Let a wound-down body clock (from travel, stress or the switch to daylight saving time) mess with YOU? No way! Keep your personal Big Ben ticking at a steady rhythm, and you’ll see immediate benefits. You’ll keep your appetite in check, stay sharply focused and get a great night’s sleep. And that’s not all. New discoveries show that an in-sync body clock also has these surprising benefits:

Younger skin: Resetting your body clock helps skin stem cells keep perfect time, protecting against sun damage by day and replacing damaged skin cells as you sleep. An off-kilter body clock interferes with the ability of skin stem cells to repair damage and protect against tumors, says a recent Ohio State University study.

Super immunity: There’s new evidence that daily body rhythms control a gene that determines how your immune system reacts to invading bacteria and viruses. Keeping your internal timepiece running smoothly rewards YOU with stronger defenses. Consistently sufficient sleep is the key to avoiding everything from minor head colds to major cancers.

Better blood sugar: Insulin (the body’s blood-sugar-control hormone) is normally higher during the day, lower at night. But messing with your body’s clock by skimping on sleep can throw your insulin levels — and your blood sugar — out of whack. That puts you at risk for everything from obesity to diabetes and heart disease.

More energy: Your muscle ?cells contain hundreds of tiny ?power stations called mitochondria; they keep YOU energized. A body clock in your brain is the foreman of these mini-factories, telling them when to release energy. Go off the timetable, and you might find yourself wide awake at 3 a.m. and weary at noon.

All the body’s systems that control hormones, brain waves and organ functions depend on a smoothly running body clock to keep on their schedule and keep you strong. So prepare to get your internal timekeeper back on track! The seasonal time change can take the brain up to eight weeks to adjust to — if you let it. Here are five simple steps to keep your body clock on the right schedule:

Step No. 1: Start with a solid and consistent sleep schedule. Aim for seven to eight hours a night, every night. And make them the same seven to eight hours! Your body clock runs best when you’re on a regular sleep schedule, just like a baby. Prep for sleep with a soothing routine that tells your brain and body, “We’re winding down now.” Instead of TV or the Internet, take a warm shower, and slide between the sheets with an entertaining book (or into your partner’s arms).

Step No. 2: Snap the shades up first thing in the morning. Bright, natural morning light resets your body clock so you’re full of energy all day and ready for sleep when evening comes.
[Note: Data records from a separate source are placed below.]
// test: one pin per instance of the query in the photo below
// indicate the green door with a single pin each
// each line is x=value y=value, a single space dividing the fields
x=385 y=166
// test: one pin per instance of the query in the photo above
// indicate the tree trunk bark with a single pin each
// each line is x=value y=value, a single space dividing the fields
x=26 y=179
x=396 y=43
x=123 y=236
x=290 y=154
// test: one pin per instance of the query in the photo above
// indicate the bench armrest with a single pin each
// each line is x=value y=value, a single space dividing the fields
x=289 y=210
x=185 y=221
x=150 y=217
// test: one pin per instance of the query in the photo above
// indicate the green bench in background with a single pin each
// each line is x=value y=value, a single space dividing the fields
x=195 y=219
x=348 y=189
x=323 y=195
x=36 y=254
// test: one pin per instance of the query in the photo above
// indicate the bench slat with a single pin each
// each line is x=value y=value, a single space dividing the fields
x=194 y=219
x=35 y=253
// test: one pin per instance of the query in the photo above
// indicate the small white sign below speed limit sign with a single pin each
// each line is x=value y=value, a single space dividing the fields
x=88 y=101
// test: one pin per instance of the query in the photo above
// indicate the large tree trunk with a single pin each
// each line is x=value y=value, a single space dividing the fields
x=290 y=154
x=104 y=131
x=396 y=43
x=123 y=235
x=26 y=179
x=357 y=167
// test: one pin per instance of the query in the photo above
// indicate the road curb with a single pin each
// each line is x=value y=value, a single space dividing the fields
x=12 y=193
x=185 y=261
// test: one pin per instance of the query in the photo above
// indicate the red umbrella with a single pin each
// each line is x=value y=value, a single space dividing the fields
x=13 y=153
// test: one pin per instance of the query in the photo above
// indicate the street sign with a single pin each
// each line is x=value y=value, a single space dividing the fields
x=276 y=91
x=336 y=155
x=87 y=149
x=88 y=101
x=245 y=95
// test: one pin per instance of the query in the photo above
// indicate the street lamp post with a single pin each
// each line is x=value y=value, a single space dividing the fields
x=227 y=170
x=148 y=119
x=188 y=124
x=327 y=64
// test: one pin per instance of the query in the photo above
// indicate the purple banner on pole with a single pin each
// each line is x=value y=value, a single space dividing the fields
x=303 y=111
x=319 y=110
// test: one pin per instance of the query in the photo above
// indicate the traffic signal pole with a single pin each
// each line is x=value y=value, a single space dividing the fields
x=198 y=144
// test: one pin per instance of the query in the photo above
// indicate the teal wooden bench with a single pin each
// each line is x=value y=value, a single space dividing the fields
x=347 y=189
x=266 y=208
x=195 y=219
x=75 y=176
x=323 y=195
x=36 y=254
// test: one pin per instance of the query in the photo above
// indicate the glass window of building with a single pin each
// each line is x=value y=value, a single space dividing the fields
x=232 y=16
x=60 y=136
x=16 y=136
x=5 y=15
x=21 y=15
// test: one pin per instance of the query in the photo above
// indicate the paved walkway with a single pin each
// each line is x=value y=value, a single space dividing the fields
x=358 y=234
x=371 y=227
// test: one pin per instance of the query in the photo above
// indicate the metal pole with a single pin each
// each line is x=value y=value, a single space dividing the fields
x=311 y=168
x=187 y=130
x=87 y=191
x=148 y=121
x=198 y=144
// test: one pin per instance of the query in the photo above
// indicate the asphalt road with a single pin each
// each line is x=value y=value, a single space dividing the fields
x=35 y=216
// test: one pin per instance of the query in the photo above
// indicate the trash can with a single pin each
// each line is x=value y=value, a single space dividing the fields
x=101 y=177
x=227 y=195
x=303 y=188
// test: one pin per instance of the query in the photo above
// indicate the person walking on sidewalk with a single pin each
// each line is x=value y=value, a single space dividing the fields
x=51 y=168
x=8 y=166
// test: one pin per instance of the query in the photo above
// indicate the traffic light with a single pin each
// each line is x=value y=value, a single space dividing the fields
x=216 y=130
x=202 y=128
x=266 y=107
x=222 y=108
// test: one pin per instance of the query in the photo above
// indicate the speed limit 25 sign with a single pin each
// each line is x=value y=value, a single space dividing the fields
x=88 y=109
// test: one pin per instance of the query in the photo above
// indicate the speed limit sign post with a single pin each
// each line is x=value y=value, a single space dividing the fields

Step No. 3: Aim for a regular meal schedule, which keep dozens of enzymes, hormones and processes in your body running on time.

Step No. 4: Nourish yourself — skip extremes. High-fat diets, overeating and crash diets all disrupt your body clock. Overdoing it throws off your internal timing in ways that lead to extra eating at night Undereating reduces levels of adiponectin, a hormone that protects arteries, helps insulin control blood sugar and guards against the development of metabolic syndrome (a risk for diabetes and heart problems).

Step No. 5: Pump some iron ... or stretch a band. Resistance exercises with weights, stretchy resistance bands or even using your own body weight (think crunches or Pilates) have the power to reset body clocks in muscle.